呼吸同期装置が動いていない画像を基準とし、呼吸数を10bpm、15bpmとした収集データを2-10分割してそれぞれSUVmean、SUVsd、体積を測定して検討を行った。
【結果】
- SUVmean
Phantomを静止させて収集した画像のSUVmeanを基準として、10bpm、15bpm時のQ,FREEZE画像におけるSUVmeanの誤差を%で表した(Fig.3)。10bpmでは7以上の分割数で値が安定し、15bpmでは6以上で値が安定した。
Fig.3 Q.FREEZE画像におけるSUVmean誤差の変化
- SUVsd
10bpm、15bpm時のQ,FREEZE画像におけるSUVsdを表した(Fig.4)。SUVsdは、分割数が増えるにしたがって高い値を示した。
Fig.4 Q.FREEZE画像におけるSUVsdの変化
- 体積
10bpm、15bpm時のQ,FREEZE画像における体積の誤差を表した(Fig.5)。体積の誤差はSUVmeanと比較して少ない分割数で安定した。

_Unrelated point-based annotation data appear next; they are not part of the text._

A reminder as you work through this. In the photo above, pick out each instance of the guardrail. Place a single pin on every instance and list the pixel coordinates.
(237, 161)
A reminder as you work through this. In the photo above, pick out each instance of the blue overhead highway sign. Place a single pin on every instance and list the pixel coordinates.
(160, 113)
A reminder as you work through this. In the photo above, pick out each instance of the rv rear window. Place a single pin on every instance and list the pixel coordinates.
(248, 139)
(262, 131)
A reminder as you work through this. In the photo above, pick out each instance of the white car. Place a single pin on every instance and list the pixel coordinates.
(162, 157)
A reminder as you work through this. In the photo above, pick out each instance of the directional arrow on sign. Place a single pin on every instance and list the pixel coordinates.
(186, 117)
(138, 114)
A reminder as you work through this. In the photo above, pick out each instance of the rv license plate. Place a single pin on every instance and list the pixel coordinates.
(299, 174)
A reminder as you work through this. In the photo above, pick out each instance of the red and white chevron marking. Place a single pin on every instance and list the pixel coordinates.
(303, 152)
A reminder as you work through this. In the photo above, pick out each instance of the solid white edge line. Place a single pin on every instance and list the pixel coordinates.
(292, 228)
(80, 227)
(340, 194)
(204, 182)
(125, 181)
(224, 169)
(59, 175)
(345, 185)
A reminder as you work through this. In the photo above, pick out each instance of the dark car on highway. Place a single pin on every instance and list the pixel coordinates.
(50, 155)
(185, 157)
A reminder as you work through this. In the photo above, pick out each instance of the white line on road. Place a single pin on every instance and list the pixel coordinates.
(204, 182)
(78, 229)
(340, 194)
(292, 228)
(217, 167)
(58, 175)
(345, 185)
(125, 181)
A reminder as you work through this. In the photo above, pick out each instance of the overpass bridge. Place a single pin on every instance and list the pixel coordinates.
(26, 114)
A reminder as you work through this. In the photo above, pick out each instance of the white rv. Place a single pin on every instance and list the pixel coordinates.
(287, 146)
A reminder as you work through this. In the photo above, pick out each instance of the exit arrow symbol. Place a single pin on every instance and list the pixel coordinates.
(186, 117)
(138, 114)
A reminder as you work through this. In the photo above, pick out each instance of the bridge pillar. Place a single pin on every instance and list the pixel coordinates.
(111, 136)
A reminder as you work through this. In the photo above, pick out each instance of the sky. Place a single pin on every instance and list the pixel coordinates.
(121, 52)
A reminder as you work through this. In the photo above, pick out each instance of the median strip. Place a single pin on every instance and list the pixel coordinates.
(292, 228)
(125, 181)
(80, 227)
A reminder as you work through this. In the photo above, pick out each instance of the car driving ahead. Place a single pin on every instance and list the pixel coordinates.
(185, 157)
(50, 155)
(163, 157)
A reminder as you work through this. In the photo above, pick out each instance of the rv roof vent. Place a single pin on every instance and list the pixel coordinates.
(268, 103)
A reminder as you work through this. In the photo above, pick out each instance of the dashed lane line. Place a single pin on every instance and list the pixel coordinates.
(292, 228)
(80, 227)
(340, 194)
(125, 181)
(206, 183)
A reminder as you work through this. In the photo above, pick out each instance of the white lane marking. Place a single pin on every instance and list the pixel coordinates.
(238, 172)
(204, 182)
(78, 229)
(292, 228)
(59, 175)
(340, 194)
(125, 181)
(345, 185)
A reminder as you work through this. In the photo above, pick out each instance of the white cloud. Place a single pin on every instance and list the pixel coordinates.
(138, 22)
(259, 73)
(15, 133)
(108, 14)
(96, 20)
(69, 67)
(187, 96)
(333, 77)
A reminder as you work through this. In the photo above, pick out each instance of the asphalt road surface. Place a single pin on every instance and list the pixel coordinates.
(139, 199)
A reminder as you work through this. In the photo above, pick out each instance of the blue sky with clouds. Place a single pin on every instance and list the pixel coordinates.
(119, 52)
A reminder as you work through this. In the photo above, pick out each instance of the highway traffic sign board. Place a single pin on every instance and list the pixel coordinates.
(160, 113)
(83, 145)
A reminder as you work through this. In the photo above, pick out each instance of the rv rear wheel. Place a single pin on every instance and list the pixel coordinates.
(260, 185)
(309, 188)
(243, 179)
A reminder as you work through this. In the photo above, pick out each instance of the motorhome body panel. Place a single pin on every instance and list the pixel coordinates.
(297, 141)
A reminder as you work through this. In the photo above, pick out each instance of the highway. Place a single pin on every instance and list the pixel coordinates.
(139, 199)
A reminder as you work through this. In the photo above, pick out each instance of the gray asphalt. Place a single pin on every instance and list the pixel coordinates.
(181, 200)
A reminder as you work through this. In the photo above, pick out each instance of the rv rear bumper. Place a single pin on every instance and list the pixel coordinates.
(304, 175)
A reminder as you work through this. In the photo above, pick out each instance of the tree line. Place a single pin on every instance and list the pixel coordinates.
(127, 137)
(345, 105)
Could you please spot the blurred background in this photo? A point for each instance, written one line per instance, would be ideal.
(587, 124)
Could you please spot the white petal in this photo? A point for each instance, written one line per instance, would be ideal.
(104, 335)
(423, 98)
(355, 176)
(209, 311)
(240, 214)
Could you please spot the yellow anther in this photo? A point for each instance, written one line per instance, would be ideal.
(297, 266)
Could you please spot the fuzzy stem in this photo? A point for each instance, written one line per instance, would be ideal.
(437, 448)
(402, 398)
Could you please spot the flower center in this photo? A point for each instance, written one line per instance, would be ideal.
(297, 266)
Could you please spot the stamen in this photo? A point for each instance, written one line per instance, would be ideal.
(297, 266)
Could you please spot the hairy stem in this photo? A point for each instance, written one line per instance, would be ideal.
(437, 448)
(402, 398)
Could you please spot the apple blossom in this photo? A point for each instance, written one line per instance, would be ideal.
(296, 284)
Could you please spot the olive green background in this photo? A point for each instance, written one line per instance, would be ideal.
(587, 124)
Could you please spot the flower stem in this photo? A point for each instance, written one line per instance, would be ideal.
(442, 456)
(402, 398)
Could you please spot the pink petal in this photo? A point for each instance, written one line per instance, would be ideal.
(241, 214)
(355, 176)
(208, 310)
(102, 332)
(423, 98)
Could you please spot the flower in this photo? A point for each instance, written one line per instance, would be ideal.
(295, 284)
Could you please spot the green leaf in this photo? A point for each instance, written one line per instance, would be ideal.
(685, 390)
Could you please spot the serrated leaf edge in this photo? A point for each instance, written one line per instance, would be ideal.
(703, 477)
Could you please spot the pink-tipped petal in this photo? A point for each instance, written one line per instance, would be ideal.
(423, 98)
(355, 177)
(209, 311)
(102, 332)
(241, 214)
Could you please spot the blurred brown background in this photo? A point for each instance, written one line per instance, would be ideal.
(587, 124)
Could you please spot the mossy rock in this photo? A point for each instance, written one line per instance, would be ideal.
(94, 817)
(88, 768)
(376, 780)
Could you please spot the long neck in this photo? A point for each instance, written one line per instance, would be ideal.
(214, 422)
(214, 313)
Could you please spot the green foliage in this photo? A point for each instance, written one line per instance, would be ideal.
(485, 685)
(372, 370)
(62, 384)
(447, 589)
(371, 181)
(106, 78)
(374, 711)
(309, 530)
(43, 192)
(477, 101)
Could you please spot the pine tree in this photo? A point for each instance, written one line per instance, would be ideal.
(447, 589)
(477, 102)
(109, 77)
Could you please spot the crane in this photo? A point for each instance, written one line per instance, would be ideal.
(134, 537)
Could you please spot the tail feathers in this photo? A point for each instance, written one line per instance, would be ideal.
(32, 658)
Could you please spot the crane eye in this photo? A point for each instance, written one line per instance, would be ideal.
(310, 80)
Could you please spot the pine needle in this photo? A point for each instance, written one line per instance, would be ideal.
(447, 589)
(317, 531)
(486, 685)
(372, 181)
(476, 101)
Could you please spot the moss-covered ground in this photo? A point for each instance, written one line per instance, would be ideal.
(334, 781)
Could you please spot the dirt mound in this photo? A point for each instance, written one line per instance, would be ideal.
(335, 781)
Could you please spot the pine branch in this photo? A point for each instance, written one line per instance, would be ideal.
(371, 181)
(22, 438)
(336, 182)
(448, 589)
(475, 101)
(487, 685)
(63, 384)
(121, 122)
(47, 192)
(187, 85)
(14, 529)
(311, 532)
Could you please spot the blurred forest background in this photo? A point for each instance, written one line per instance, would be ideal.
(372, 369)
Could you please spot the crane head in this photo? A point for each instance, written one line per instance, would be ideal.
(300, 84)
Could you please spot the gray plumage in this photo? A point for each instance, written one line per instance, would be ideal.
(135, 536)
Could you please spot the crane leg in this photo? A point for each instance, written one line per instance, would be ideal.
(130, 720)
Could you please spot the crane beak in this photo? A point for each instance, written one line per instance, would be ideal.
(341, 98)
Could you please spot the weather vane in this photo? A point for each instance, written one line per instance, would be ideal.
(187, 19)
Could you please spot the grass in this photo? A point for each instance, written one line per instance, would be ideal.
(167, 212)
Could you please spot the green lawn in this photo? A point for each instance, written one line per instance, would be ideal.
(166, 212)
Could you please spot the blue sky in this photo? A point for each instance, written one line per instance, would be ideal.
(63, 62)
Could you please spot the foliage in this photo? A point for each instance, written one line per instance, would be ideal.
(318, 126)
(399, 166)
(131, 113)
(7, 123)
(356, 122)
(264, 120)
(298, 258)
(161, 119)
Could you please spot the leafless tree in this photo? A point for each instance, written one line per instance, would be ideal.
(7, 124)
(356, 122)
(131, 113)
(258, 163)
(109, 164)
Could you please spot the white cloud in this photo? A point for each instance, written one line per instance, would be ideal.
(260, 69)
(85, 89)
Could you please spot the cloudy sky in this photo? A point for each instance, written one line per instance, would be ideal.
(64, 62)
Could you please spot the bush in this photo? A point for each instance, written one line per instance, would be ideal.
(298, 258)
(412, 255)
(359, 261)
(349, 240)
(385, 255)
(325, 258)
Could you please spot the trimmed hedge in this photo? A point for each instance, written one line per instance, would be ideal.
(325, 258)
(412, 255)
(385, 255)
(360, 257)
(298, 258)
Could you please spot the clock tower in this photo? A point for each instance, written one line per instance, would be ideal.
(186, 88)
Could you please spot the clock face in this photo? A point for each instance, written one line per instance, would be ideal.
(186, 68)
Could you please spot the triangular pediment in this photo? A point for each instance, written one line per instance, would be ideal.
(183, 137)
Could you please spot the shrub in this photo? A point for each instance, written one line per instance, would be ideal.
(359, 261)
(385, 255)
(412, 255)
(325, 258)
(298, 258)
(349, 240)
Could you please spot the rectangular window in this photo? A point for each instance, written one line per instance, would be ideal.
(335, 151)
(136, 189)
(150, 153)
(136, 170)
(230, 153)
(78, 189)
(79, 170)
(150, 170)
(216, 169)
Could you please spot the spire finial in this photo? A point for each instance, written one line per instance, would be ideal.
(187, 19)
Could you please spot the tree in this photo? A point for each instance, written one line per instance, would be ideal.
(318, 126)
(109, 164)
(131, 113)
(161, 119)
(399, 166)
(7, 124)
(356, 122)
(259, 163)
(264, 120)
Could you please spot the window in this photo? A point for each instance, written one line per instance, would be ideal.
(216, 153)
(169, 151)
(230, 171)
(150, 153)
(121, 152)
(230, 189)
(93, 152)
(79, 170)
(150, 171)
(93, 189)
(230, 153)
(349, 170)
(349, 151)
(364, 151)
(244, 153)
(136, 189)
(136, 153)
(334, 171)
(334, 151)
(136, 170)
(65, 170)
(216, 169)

Fig.5 Q.FREEZE画像における体積誤差の変化
【考察】
【結語】
呼吸同期画像作成には、患者の呼吸数や呼吸の波形など患者にあわせた分割を行う必要があると考えられる。良好な呼吸同期画像を作成するには患者の呼吸数を把握し、吸収補正用CTの時間分解能と分割されたPETデータの時間分解能が近い値となるよう分割数を変更する事が必要である。